Голова тоже отказывалась соображать. Он напряг все силы и огляделся. Оказывается, маленькое, тускло освещенное помещение, в котором он находится, сделано из камня и дерева! Ему доводилось видеть бережно сохраненные реликвии, построенные из этих устарелых, примитивных материалов. Однажды они с родителями ездили в отпуск на Запад. В стоимость тура входило посещение исторических заповедников. В некоторых из них сохранились такие вот памятники старины. Он скосил глаза к очагу и стал следить, как огонь пожирает поленья. В помещении было жарко; от очага шел запах дыма. Неужели ему предоставили убежище в музее или историческом парке? Не может быть!
— А, проснулись! — Либби остановилась на пороге. В руках она держала чайную чашку. Когда незнакомец молча воззрился на нее, она ободряюще улыбнулась и подошла к дивану. Вид у него был такой беспомощный, что она легко преодолела застенчивость, от которой страдала всю жизнь. — А я волновалась за вас. — Она присела на край дивана и пощупала ему пульс.

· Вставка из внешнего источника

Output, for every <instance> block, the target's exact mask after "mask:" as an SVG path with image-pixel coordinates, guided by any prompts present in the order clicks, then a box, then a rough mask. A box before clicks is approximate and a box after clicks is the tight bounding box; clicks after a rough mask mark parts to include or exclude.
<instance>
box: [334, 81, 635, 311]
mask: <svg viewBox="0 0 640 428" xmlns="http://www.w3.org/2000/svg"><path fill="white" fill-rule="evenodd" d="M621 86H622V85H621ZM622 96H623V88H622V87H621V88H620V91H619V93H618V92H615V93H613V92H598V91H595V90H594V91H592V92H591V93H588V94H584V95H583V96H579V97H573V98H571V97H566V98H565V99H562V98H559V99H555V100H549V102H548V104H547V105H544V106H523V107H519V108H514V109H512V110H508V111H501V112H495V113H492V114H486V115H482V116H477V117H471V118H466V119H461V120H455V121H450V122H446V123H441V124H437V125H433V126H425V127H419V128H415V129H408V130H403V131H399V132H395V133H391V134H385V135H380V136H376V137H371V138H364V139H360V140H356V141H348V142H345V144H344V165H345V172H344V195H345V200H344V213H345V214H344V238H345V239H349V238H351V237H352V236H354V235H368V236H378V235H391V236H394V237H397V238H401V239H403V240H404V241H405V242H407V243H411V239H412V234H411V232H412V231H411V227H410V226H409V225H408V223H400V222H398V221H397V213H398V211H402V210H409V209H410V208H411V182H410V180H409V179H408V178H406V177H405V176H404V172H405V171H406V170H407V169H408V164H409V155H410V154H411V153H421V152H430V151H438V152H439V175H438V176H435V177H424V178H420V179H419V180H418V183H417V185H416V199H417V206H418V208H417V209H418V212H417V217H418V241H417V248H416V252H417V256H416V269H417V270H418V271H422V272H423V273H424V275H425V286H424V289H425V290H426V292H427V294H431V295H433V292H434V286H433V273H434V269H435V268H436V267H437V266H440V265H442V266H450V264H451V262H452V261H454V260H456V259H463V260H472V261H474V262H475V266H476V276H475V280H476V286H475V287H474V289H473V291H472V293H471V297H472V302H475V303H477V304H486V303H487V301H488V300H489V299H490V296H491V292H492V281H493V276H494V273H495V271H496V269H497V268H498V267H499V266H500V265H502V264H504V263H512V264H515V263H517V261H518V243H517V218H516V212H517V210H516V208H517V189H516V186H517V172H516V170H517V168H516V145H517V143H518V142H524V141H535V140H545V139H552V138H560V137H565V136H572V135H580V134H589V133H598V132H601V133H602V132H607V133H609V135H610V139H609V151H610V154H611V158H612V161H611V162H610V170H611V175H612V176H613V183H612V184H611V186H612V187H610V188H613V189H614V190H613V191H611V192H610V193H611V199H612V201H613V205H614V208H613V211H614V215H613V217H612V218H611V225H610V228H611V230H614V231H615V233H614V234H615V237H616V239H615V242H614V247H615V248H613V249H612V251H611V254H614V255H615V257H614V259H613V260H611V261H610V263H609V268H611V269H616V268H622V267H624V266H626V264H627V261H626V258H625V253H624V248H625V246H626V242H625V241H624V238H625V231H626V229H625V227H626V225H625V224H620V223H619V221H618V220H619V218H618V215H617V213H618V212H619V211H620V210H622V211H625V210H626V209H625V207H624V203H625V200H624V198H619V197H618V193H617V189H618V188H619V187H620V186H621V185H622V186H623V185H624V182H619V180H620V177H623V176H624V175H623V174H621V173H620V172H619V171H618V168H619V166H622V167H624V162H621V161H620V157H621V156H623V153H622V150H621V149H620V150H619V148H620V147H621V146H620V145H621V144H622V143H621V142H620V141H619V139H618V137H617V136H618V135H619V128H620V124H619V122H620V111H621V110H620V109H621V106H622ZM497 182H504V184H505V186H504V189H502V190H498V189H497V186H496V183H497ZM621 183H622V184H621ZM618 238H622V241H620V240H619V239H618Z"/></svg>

Наконец- то он смог как следует разглядеть свою спасительницу. Она успела причесаться, разделив волосы на косой пробор. Оказывается, они у нее светло-каштановые. Он решил, что слово «экзотическая» все-таки лучше всего подходит для описания ее внешности: миндалевидные глаза, тонкий нос, полные губы. В профиль она напомнила ему одну картину, изображавшую древнеегипетскую царицу Клеопатру. Пальцы, лежавшие у него на запястье, оказались прохладными.
— Кто вы?
«Состояние стабилизировалось», — думала Либби, кивая и продолжая считать пульс. Да, он заметно окреп.
— Я не Флоренс Найтингейл, и все же лучше меня у вас никого нет. — Она снова улыбнулась и, по очереди приподняв ему веки, внимательно осмотрела зрачки. — А ну-ка, скажите, сколько женщин вы сейчас видите перед собой?
— А сколько надо?
Спасительница улыбнулась и поправила ему подушку.
— Я всего одна, но у вас сотрясение мозга, возможно, у вас в глазах двоится.
— Я вижу только вас одну. — Улыбаясь, он поднял руку и дотронулся до ее чуть заостренного подбородка. — Только одну красавицу.